Si ces six niveaux sont généralement présentés sous forme de pyramide ou de graphique vertical, soulignant une gradation établie, leur lien hiérarchique séquentiel défini par Bloom (notamment pour les trois catégories supérieures) n’est pas toujours évident.

Comment et pourquoi l’utiliser ?

Le but de la taxonomie de Bloom est donc de proposer un parcours pédagogique progressif et complet qui englobe tous les niveaux de compétence. À une époque où les tests rapides, comme les QCM, foisonnent, elle favorise aussi le développement de la pensée et du raisonnement individuels. Cette classification se veut profitable aux formateurs et auenseignants dans la mesure où elle leur permet d’identifier la nature des capacités sollicitées et de formuler aux élèves les bonnes questions de façon à évaluer précisément leur niveau de compréhension, leurs forces et leurs faiblesses. La progression de l’apprentissage vers des niveaux supérieurs est favorisée.

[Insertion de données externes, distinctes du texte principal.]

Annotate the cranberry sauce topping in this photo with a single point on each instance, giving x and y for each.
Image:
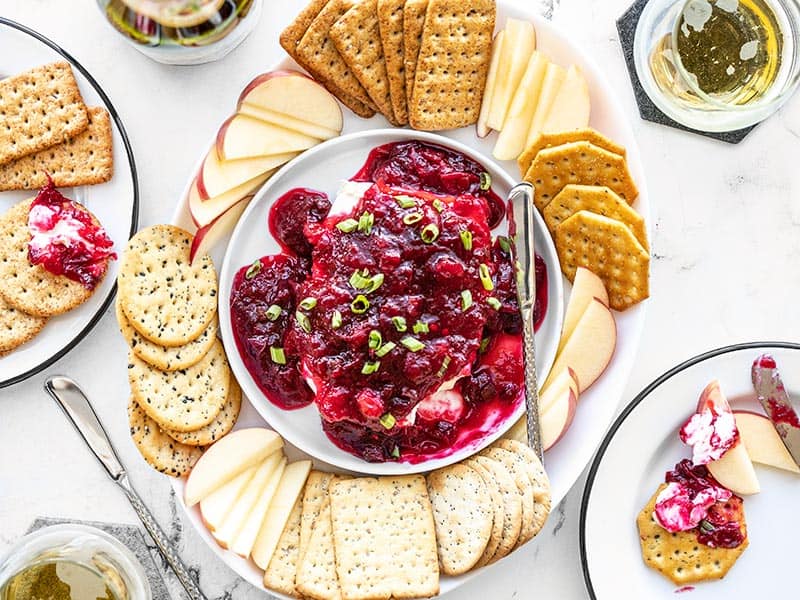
(431, 168)
(262, 308)
(66, 239)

En outre, selon Bloom, l’utilisation de cette taxonomie est un moyen de concevoir des évaluations valides parfaitement alignées avec l’enseignement prodigué et, en fonction des résultats de ces évaluations, de juger de ce qui peut être considéré comme étant acquis.

Chez Nell & Associés, nous utilisons régulièrement la taxonomie de Bloom pour déterminer les objectifs pédagogiques de nos formations et les référentiels de compétences de nos clients. En digital learning, Elle nous permet aussi de vérifier si, en fonction du contexte et de la modalité choisie, on va pouvoir atteindre les mêmes objectifs. Par exemple on va difficilement apprendre à mettre en œuvre une méthode avec un e-learning : cet objectif-là va mieux s’adapter à un stage pratique où le stagiaire pourra vraiment manipuler les informations. Finalement on va très peu faire appel à la taxonomie de Bloom en aval de la conception, elle ne sert pas à évaluer mais vraiment à construire la formation.